David de Gea has come in for some deserved stick after his error against Everton.

Much of it has been over the top. Look no further than the comments from Jamie O’Hara on Talksport on Monday morning.

“A player like David de Gea cannot afford to make a mistake like that. He’s arrogant, that’s his problem. He thinks he’s better than he is.”

It’s fine to question De Gea’s mindset, but calling him ‘arrogant’ doesn’t really fit.

O’Hara continued: “He’s on big money, he should be making saves. What you can’t accept, is him doing what he’s doing. It’s unacceptable, that’s something you see in non-league. Even then you’d be going mad.”

The pundit continued his criticism of the goalkeeper on Sky Sports’ The Debate on Monday night.

(Photo by PAUL ELLIS/AFP via Getty Images)

Be fair to De Gea

You can’t argue with Jamie O’Hara’s work ethic. He criticised De Gea on Alan Brazil’s breakfast show, and was still going late at night on Sky.

We get it. Negativity sells, and broadcasters want a soundbite. He was only too happy to provide it.


De Gea’s error is a legitimate talking point, but calling out his character is a misinformed way to go.

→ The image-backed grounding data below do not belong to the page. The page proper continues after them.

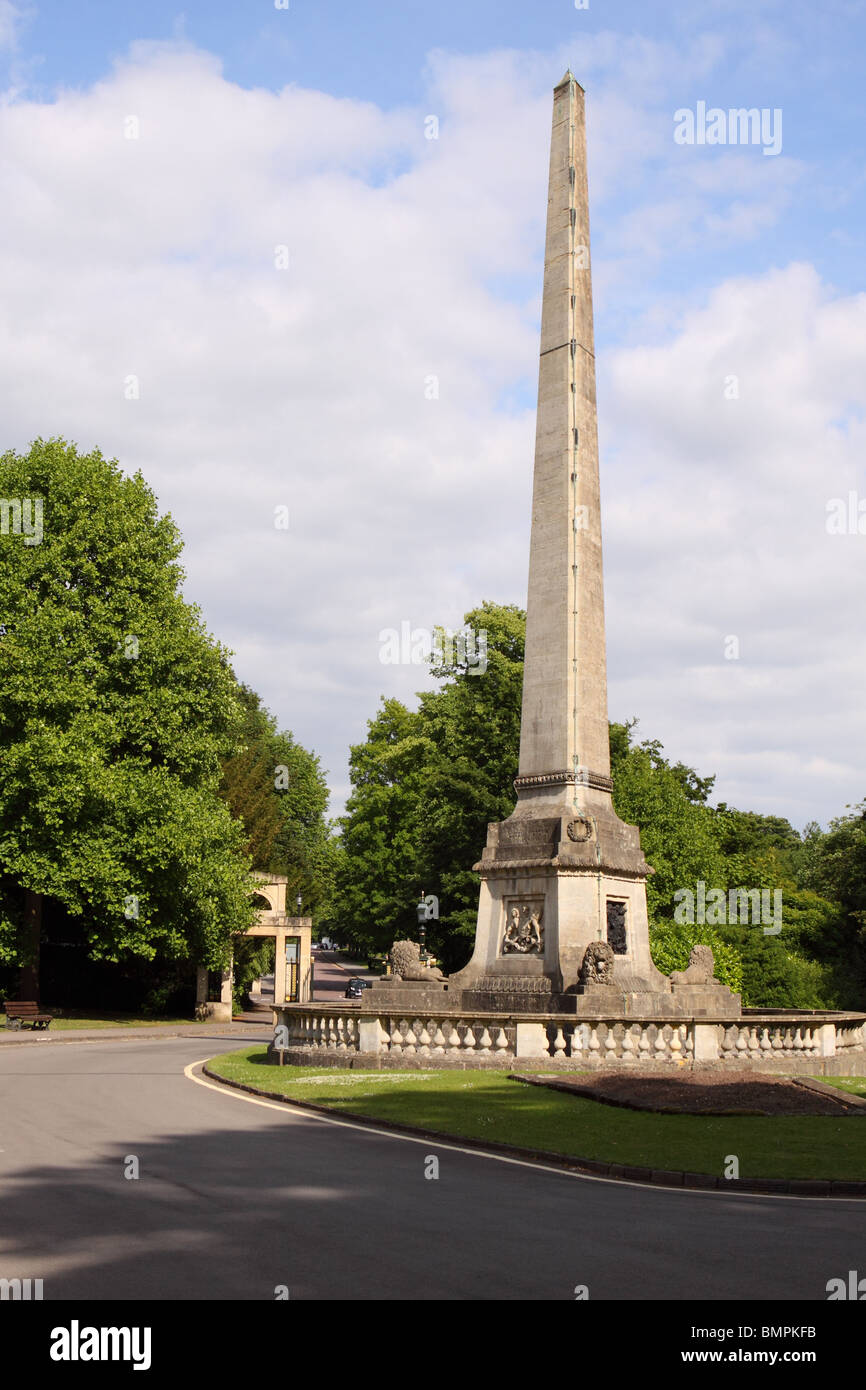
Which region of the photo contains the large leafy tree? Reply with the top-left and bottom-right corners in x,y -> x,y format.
417,602 -> 525,966
0,439 -> 255,990
325,698 -> 431,956
609,720 -> 726,926
219,683 -> 334,912
795,803 -> 866,1006
323,603 -> 524,968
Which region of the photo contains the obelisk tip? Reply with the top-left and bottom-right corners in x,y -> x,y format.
555,69 -> 584,93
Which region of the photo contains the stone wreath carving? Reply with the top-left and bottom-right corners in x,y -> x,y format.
566,816 -> 593,843
579,940 -> 616,986
502,904 -> 544,954
389,940 -> 446,982
670,943 -> 715,985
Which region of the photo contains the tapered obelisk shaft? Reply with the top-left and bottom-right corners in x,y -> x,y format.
518,72 -> 610,793
452,71 -> 672,1008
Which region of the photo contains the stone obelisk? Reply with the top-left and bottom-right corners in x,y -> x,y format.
451,72 -> 673,1013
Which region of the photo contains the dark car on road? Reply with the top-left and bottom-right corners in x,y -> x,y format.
344,978 -> 373,999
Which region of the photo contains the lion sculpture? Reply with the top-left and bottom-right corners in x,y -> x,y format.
578,940 -> 616,986
670,943 -> 715,985
389,940 -> 446,982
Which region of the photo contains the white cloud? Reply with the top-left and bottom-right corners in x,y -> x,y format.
0,1 -> 26,51
0,36 -> 861,830
602,262 -> 866,826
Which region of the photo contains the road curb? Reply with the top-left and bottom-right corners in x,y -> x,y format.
0,1027 -> 266,1047
199,1062 -> 866,1199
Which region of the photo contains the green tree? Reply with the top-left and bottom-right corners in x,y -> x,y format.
218,683 -> 333,913
0,439 -> 255,991
219,685 -> 283,870
418,602 -> 525,967
324,603 -> 524,968
796,803 -> 866,1006
610,721 -> 727,928
324,698 -> 431,955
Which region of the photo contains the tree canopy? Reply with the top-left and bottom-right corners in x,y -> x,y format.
218,682 -> 333,913
0,439 -> 255,980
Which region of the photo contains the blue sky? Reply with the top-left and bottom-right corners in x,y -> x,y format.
1,0 -> 864,829
10,0 -> 866,301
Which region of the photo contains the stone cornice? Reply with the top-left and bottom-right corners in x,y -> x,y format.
514,768 -> 614,794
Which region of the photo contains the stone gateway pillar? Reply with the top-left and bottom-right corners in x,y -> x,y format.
450,74 -> 737,1019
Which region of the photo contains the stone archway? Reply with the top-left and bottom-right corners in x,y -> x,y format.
194,873 -> 312,1022
245,873 -> 312,1014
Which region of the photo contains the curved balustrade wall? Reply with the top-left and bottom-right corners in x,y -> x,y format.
271,1006 -> 866,1075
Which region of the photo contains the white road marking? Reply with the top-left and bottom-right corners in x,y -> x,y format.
183,1059 -> 849,1205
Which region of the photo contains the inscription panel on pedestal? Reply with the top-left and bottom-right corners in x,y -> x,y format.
501,898 -> 545,955
606,900 -> 628,955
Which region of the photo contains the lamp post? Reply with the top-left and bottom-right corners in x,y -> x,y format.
296,892 -> 303,916
416,893 -> 428,962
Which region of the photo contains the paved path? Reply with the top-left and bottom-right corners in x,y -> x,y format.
0,1020 -> 268,1047
312,949 -> 375,1002
0,1036 -> 864,1300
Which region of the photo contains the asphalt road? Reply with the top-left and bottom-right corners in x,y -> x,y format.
1,1036 -> 864,1301
311,949 -> 374,1001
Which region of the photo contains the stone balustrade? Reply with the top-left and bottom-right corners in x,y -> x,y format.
271,1005 -> 866,1075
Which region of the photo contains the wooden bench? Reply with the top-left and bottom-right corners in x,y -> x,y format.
3,1001 -> 52,1030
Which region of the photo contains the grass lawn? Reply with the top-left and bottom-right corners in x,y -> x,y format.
204,1047 -> 866,1182
4,1011 -> 197,1030
817,1077 -> 866,1098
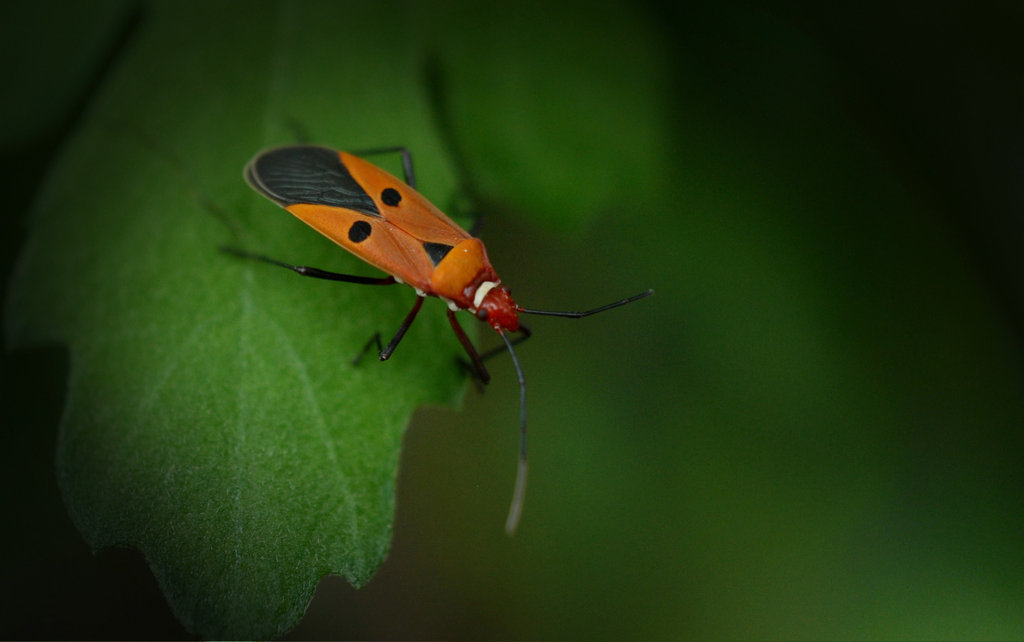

If the goalkeeper was arrogant, he deserves to be.

He’s a four-time Manchester United player of the year. He’s been voted into the PFA Premier League Team of the Season by his peers five times.

De Gea mistakes balanced out

De Gea cost United with his early error, but he more than redeemed himself with a number of top quality saves.

His performances in goal have been largely strong this season despite occasional errors. The performance he put in away at City in the Carabao Cup was outstanding.

(Photo by Laurence Griffiths/Getty Images)

His future is a genuine talking point. United have Dean Henderson waiting in the wings, and De Gea’s wages are a lot higher than the youngster’s.

Criticism and analysis of his error is fine. But there is a point where we have to stick up for him too.

De Gea is our best goalkeeper and has been for a long time. He’s entitled to believe in himself. Calling him arrogant and above himself is misguided and an attack on his character.